Though implicit bias is unconscious by definition, it is a treatable condition. As I become more aware of my biases, they begin to loosen their grip. When I realized I was sitting farther than usual from my hospitalized patient, I moved closer. I am now aware enough to know that I will need to pursue a lifelong, iterative process of exploration, education, and realignment. Aware of my capacity to be racist, I can notice when that part of me threatens to influence my actions. {snip}

{snip} I acknowledge my privilege; I recognize that the system that benefits me causes others to suffer. I openly and humbly acknowledge that my racism is harmful. And I commit to a process of uncovering and exploring my biases wherever they lie, lest they wield power and I abet a culture of racism. If we white physicians are to heal others and ultimately the health care system, we must first heal ourselves.

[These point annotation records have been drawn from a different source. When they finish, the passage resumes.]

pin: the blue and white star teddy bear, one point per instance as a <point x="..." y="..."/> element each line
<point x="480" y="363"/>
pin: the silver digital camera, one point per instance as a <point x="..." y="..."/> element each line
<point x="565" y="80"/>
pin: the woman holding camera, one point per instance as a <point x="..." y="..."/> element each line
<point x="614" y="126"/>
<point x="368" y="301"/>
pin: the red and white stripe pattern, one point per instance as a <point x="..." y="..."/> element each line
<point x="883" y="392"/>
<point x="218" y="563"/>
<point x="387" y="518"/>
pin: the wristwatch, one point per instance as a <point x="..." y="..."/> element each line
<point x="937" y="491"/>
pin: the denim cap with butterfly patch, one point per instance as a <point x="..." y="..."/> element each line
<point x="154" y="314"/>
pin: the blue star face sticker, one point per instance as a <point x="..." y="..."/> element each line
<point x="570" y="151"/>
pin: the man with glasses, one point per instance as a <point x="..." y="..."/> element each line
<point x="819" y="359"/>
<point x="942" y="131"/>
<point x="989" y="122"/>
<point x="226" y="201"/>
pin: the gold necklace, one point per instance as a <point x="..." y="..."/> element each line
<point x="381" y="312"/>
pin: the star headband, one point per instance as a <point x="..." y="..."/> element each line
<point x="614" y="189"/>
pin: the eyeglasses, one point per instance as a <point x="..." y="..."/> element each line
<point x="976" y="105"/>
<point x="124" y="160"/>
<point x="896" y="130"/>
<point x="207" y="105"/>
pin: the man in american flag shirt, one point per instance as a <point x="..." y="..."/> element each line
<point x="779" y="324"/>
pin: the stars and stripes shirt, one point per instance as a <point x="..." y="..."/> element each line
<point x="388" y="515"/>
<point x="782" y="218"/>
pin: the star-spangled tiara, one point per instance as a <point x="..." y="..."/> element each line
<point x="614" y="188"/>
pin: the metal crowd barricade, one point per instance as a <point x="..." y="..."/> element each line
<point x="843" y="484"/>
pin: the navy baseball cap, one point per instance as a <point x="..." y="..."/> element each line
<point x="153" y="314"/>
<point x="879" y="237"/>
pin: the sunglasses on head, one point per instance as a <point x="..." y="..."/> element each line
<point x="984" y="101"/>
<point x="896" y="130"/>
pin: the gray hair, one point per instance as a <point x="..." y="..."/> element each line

The first step, I believe, is to train ourselves to question ourselves and each other reflexively, consistently, and with curiosity: How am I perpetuating systemic inequities for patients? What am I doing to ensure inclusion and promotion of physicians of color? What are my practices for checking myself? And how can we acknowledge the racism within us without making it a character judgment that precludes behavior change?

{snip} As I wrote this essay, for example, I consulted many people, mostly people of color, working in the social justice arena, as well as friends and colleagues. They reminded me to prioritize references by people of color, questioned my ego-driven motivations, and prodded me to explore and express myself more transparently.

Humans are inherently adaptable. If we approach this monumental responsibility with humility and hold each other accountable, we can change. In fact, we must change.